What did @itvnews actually say?
The report made two headline claims: Amazon was selling peptides labeled "not fit for human consumption" in packaging that looked like ordinary supplements, and independent lab testing found "no trace of the advertised peptide BPC-157" in any of the tablets purchased. A secondary claim put counterfeiting rates at "around half of all performance-enhancing drugs." That last figure is worth scrutinizing, but the core finding is specific and testable.
The reporter also noted that obtaining these substances has shifted from black-market gym culture to mainstream e-commerce. That shift is real, and it matters for consumer safety in ways the video only partially explores. Amazon removed the product after the report, which the creator mentions, but the platform's broader enforcement problem goes unaddressed.
Does the science back this up?
The adulteration finding is plausible and consistent with published research. Yes, this kind of thing happens regularly in the unregulated supplement and research-chemical space.
A 2018 study by Cohen et al. in JAMA Internal Medicine found that a significant proportion of supplements sold through major online retailers contained undisclosed or mislabeled ingredients. More specifically to peptides, a 2021 analysis by Thevis et al. in Drug Testing and Analysis examined research-grade peptide products and found labeling inaccuracies and contamination were common. BPC-157 in oral tablet form is particularly suspect because the peptide is poorly absorbed orally in most studied formulations, meaning even a genuine product has questionable bioavailability. The University of Sunderland testing methodology isn't detailed in the video, so we can't assess sensitivity thresholds, but the result, zero detected peptide, is a hard finding.
The "half of all performance-enhancing drugs are counterfeit" figure appears to trace back to estimates from anti-doping researchers, but the sourcing in the video is vague. It may be accurate for specific markets at specific times, but presenting it as a settled global statistic overstates the certainty.
What did they get wrong (or right)?
They got the core finding right. A product labeled BPC-157 contained no detectable BPC-157. That is straightforward fraud, and naming Amazon as the retailer is fair and accurate reporting.

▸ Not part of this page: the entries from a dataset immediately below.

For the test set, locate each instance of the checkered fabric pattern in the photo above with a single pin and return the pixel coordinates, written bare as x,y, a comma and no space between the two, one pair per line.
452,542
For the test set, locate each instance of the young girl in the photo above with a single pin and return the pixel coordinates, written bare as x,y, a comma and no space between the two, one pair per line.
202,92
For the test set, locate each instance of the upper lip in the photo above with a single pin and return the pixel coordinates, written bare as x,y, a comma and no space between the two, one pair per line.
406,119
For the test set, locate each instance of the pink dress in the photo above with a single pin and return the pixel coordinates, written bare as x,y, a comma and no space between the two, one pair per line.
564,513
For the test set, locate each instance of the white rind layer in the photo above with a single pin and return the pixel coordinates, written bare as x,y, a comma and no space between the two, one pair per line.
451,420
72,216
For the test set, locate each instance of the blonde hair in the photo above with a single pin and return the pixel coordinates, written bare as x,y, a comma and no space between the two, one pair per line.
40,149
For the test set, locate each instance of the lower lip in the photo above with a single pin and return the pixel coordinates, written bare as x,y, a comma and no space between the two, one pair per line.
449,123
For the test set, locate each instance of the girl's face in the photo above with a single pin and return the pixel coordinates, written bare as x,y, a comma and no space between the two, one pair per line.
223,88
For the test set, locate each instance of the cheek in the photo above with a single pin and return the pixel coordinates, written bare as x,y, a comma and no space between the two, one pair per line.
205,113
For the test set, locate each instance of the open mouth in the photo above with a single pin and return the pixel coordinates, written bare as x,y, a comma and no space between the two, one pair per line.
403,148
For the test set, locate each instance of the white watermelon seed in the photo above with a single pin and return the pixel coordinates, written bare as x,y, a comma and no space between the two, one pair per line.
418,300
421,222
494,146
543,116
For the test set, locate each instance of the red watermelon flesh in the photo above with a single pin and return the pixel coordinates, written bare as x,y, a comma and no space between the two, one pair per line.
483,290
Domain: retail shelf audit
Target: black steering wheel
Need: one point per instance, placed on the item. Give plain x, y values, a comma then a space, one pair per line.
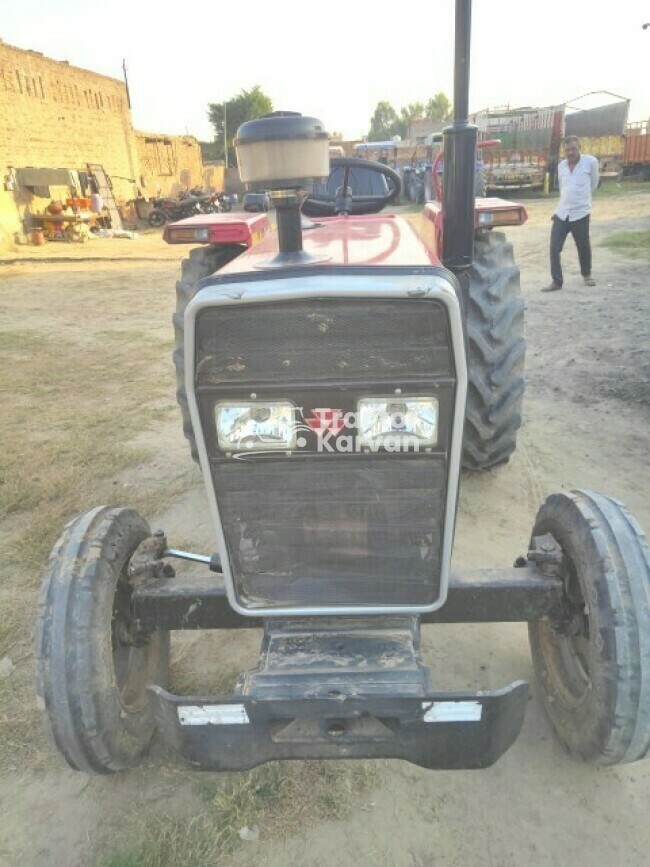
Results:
344, 199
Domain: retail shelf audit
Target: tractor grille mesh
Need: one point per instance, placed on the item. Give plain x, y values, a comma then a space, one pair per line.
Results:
341, 531
322, 339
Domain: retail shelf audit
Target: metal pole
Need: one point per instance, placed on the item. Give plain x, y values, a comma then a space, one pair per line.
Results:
126, 82
459, 142
225, 133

Where the video falls short is context. Framing all peptides as equivalent to black-market drugs is reductive. Peptides like BPC-157 and TB-500 exist in legitimate research settings, and some are being investigated in clinical trials. The video conflates research chemicals, fraudulent supplements, and regulated therapeutics into one undifferentiated category of dangerous internet drugs. That framing may alarm viewers without helping them understand the actual regulatory distinction between a research-use peptide and a fraudulent oral tablet with no active ingredient.

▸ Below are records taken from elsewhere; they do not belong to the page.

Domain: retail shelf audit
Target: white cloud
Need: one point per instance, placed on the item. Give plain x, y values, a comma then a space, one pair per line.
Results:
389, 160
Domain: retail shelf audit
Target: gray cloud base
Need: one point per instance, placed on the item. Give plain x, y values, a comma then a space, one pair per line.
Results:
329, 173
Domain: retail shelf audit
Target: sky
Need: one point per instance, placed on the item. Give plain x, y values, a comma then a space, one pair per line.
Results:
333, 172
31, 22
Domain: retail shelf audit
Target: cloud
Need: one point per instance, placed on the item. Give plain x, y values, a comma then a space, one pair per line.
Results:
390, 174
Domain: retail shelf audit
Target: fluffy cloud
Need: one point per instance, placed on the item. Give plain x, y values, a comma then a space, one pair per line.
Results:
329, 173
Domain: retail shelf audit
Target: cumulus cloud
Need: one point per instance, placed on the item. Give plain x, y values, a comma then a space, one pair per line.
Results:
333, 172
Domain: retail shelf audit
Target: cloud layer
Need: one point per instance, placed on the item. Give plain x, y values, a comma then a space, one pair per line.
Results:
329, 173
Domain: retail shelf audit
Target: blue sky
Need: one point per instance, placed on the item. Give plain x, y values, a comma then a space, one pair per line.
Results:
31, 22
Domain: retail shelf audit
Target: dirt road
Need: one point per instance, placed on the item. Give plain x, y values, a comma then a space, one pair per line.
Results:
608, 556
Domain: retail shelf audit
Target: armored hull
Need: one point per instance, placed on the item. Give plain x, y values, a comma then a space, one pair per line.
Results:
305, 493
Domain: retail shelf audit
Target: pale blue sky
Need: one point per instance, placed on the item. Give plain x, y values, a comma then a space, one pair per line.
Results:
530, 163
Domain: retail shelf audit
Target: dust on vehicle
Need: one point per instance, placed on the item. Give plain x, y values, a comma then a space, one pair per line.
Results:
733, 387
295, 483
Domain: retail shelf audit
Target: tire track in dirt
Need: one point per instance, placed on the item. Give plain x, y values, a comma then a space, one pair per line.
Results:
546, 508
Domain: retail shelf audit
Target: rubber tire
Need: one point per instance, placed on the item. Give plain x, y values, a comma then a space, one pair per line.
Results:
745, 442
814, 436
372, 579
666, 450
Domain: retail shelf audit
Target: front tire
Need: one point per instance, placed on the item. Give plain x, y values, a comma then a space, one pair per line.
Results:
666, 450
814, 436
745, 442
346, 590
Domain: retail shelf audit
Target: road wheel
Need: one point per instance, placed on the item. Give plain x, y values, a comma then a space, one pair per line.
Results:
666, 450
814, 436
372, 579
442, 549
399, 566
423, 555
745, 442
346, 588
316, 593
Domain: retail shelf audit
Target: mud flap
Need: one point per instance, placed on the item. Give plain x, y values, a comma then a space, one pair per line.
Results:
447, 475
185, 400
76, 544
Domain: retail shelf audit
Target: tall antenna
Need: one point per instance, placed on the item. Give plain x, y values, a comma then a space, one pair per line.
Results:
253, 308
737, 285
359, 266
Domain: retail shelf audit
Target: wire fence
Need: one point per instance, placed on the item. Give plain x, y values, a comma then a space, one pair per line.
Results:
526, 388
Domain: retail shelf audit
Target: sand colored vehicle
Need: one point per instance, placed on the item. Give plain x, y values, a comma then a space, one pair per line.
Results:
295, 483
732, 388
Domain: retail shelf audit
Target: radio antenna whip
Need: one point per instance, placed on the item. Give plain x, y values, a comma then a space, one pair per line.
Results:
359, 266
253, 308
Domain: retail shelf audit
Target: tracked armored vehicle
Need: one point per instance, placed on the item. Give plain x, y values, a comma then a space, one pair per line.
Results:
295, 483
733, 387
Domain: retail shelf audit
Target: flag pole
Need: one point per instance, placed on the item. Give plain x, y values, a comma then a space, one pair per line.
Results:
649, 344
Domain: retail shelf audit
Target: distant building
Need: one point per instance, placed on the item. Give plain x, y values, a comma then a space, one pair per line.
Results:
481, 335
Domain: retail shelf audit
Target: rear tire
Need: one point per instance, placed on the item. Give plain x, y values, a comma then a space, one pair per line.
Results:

The report also skips the bigger question: why do buyers end up on Amazon in the first place? Lack of accessible, regulated telehealth pathways pushes people toward unvetted retail channels. That context would have made the story more useful.
What should you actually know?
The practical takeaway here is about sourcing, not about peptides being inherently dangerous or fake. Products sold as research chemicals or supplements are not subject to pharmaceutical-grade manufacturing standards. That means no guaranteed potency, no verified purity, and no third-party certificate of analysis that carries legal accountability.

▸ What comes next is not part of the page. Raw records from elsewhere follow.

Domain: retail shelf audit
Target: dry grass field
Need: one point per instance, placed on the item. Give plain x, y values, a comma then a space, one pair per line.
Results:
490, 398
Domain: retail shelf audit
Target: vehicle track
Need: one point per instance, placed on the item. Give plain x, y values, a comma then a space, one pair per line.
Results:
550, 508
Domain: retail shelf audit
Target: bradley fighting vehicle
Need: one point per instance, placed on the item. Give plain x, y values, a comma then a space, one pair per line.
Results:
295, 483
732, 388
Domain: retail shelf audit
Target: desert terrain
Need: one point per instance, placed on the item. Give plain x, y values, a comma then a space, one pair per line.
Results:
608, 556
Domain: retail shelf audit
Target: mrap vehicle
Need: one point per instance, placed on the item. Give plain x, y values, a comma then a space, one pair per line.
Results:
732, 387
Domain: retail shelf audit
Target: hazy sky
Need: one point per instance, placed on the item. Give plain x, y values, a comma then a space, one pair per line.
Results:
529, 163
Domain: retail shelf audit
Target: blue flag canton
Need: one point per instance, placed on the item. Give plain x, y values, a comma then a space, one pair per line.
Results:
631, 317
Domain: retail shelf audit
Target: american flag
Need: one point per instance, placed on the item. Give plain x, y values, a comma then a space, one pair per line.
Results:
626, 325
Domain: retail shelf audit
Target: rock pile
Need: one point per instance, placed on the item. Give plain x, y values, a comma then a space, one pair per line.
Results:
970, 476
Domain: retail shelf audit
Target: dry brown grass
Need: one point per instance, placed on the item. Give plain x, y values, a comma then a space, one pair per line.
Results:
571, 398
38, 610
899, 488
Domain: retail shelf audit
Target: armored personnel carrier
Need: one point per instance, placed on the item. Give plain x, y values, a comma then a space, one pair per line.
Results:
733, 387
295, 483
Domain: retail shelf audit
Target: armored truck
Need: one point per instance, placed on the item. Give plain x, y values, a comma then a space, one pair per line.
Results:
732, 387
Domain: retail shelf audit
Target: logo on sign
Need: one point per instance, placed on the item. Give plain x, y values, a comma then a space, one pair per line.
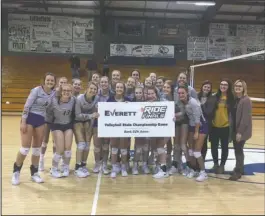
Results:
154, 112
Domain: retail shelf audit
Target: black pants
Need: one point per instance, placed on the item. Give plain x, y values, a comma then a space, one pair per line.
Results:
239, 155
219, 134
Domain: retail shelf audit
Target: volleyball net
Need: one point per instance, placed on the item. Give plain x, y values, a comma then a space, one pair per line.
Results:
255, 84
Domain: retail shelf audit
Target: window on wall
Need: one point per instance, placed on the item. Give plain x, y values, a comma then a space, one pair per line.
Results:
130, 28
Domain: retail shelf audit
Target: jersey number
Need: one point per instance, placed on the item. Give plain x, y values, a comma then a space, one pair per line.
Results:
67, 112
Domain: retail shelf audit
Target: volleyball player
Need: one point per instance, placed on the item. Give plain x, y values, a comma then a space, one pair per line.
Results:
85, 110
77, 86
47, 129
101, 145
198, 129
181, 129
158, 142
118, 142
32, 127
141, 144
61, 111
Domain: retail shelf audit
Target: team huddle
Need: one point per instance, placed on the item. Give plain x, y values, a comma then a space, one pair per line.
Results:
63, 110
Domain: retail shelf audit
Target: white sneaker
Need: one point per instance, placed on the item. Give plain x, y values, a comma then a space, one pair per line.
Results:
55, 173
36, 178
145, 169
173, 170
80, 173
191, 174
124, 171
186, 171
135, 169
66, 171
161, 174
85, 170
105, 169
97, 167
113, 174
202, 176
41, 165
15, 178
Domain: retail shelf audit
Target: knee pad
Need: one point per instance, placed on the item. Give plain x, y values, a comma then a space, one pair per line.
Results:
24, 151
197, 154
67, 154
183, 147
57, 157
105, 147
81, 146
138, 150
124, 151
114, 150
96, 149
36, 151
87, 147
161, 150
44, 144
146, 147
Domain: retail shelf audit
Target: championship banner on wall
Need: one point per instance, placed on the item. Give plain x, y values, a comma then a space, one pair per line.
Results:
141, 119
197, 48
142, 50
50, 34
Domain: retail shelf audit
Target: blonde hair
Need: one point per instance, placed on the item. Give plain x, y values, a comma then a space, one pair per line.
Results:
244, 85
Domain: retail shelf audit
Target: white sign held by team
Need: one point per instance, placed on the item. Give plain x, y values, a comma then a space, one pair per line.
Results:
136, 119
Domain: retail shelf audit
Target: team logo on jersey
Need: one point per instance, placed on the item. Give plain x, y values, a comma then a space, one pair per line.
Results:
154, 112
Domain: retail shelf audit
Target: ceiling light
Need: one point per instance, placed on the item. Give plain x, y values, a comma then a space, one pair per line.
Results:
197, 3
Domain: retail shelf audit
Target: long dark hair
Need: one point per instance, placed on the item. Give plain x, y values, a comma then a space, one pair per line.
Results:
229, 94
206, 82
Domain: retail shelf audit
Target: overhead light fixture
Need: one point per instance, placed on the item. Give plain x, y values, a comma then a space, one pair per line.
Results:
197, 3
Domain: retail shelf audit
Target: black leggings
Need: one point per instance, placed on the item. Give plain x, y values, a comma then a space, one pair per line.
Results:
221, 134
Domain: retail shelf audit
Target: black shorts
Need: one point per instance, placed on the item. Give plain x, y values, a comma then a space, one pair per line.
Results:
61, 127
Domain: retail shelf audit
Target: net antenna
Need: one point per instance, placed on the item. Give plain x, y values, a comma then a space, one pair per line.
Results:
192, 67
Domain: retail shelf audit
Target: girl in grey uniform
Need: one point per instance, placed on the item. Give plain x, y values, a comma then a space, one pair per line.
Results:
101, 145
85, 112
141, 144
181, 128
32, 127
198, 130
47, 129
60, 113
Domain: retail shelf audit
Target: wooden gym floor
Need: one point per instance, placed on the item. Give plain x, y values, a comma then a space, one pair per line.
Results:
99, 194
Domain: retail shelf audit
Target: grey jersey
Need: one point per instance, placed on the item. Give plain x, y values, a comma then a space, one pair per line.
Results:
59, 112
194, 112
84, 109
37, 102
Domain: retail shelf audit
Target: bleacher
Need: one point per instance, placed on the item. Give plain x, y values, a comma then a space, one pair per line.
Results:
19, 76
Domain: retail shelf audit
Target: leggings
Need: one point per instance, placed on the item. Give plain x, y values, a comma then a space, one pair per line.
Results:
221, 134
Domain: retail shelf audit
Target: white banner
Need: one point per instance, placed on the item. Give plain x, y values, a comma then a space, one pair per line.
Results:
217, 47
136, 119
197, 48
142, 50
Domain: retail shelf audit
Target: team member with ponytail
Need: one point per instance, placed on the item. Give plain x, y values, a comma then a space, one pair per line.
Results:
198, 129
47, 129
61, 112
32, 127
141, 144
101, 145
85, 110
118, 142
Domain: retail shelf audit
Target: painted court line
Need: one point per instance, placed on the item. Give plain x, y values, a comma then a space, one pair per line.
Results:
96, 195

BPC-157 in oral tablet form has weak pharmacokinetic support regardless of purity. Most research on BPC-157 uses injectable or subcutaneous administration. A tablet containing zero peptide is obviously worthless, but even a genuine oral BPC-157 tablet would face absorption questions not yet resolved in peer-reviewed human trials.
- Always request a certificate of analysis from an accredited lab before using any peptide product.
- "Research purposes only" labeling is a legal disclaimer, not a quality guarantee.
- Regulated telehealth platforms operate under different standards than retail supplement sellers or Amazon marketplace vendors.
- If a product's packaging looks like a consumer supplement but carries a research-use disclaimer, that is a regulatory gray zone, not safety validation.